Le groupe ukrainien composé de Alex Sitkoff (chant), Anton Skrebov (guitare), Anton Inov (basse) et Dmytro Sychov (batterie), avait déjà sorti un EP en 2018.

Edge of the Abyss, l’introduction de l’album, nous présente l’univers du groupe, axé entre une rythmique prenante et des influences orientales, qui sont confirmées sur Dead Life, un morceau très lourd. Le groupe a parfaitement intégré le concept du Groove Metal, et on le ressent sur ces riffs écrasants complétés par des hurlements gras et des leads perçants. Le titre est long mais entraînant, tout comme Freedom, un titre sur lequel les influences orientales sont plus développées. Le mariage entre la puissance du Groove et la douceur des sonorités Folk est intéressant et promet de beaux mouvements de foule, en particulier grâce à ces influences Thrash. On retrouve les percussions de Petro Pavlovsky sur Outcast, un titre à la fois martial et festif, créant un contraste intéressant, avant de revenir sur cette puissance brute.

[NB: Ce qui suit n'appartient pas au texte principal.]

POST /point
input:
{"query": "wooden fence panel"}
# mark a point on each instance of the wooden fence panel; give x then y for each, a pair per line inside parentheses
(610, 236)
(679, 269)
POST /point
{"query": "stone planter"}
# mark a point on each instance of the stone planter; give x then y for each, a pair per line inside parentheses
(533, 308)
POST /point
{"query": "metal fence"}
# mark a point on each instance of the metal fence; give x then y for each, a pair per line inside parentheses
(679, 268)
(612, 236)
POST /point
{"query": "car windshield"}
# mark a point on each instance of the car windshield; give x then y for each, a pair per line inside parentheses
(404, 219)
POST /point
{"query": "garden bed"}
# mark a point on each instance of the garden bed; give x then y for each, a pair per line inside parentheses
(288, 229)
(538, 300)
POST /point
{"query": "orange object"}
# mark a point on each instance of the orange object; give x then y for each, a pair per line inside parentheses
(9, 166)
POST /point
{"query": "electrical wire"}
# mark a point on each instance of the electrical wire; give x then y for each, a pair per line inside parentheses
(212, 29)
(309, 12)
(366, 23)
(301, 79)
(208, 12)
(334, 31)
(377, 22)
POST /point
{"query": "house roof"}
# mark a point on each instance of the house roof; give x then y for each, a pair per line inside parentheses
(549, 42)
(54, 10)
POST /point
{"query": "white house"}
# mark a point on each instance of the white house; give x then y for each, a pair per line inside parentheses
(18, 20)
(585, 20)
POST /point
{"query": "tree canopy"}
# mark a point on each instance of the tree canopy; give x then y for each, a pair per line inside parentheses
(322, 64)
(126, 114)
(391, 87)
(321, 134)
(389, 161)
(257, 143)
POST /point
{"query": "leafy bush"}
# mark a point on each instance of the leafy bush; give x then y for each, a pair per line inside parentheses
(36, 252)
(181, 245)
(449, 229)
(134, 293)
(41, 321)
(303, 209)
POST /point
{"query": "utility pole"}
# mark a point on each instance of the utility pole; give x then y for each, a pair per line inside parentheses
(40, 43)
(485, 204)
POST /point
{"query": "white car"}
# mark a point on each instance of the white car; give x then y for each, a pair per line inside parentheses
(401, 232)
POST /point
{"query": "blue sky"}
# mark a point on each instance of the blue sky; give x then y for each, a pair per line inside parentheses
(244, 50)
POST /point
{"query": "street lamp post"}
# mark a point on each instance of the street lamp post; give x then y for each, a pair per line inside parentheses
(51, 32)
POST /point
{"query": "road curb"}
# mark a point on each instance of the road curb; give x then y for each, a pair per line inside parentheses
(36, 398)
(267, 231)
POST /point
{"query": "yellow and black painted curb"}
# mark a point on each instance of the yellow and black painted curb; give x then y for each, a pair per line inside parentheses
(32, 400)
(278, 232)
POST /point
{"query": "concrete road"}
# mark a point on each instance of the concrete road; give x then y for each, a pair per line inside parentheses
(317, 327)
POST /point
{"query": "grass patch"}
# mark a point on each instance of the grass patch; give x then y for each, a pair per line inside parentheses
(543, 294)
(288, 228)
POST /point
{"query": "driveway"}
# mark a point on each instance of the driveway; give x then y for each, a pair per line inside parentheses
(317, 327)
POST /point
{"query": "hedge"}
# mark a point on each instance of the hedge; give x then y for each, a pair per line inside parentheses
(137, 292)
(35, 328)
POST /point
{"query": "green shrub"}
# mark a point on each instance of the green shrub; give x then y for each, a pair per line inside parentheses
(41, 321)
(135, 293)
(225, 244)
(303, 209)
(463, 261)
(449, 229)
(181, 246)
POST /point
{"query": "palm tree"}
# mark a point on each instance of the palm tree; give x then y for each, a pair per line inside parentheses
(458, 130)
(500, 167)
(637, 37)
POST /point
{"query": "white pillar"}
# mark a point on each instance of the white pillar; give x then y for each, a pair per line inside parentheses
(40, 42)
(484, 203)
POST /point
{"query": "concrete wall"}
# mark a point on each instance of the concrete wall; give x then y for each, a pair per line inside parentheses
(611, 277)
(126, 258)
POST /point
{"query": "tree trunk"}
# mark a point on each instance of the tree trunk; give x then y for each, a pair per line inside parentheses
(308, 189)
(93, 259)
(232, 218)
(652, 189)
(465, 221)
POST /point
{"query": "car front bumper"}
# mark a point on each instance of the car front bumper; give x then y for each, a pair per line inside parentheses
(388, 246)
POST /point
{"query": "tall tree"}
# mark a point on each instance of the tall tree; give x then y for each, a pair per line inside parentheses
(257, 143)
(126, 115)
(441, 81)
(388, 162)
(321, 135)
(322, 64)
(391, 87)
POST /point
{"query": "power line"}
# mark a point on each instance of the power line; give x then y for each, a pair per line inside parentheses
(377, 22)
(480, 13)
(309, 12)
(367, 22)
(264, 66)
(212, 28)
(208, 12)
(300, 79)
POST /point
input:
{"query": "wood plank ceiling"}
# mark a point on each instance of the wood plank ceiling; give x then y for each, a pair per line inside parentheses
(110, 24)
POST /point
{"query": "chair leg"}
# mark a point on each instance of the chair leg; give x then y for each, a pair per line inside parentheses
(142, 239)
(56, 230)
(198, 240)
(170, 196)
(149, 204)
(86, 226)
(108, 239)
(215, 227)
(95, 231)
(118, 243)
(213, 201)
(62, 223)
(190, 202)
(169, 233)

Bien que Stately Ruins soit créé sur la même dynamique que les titres précédents, on sent une certaine mélancolie dans le son, créée notamment par ces leads lancinants, alors qu’on revient dans la violence et les influences ethniques pour Arhat. Le mélange passe plutôt bien, et quelques murmures par la douce voix féminine de Kateryna Kapshuk s’ajoutent à cette rythmique épaisse avant Maximalism. Le titre est très motivant, et sera probablement l’un des plus efficaces pour se briser la nuque lors des lives du groupe, tout comme Danger of Death. A nouveau, les racines Thrash sont très présentes et le mélange avec les influences du groupe en fait un titre assez remuant. Mantra développe à nouveau cet aspect ethnique via des sonorités mystiques pour introduire ces parties plus violentes, mais le son planant n’est jamais loin, et la folle danse se poursuit jusqu’à la fin de l’album.

Arhat connaît les codes du Groove Metal et le groupe les mêles intelligemment à des influences ethniques entrainantes. Dead Life est un album axé sur la puissance, mais également des sonorités plus mystiques et planantes.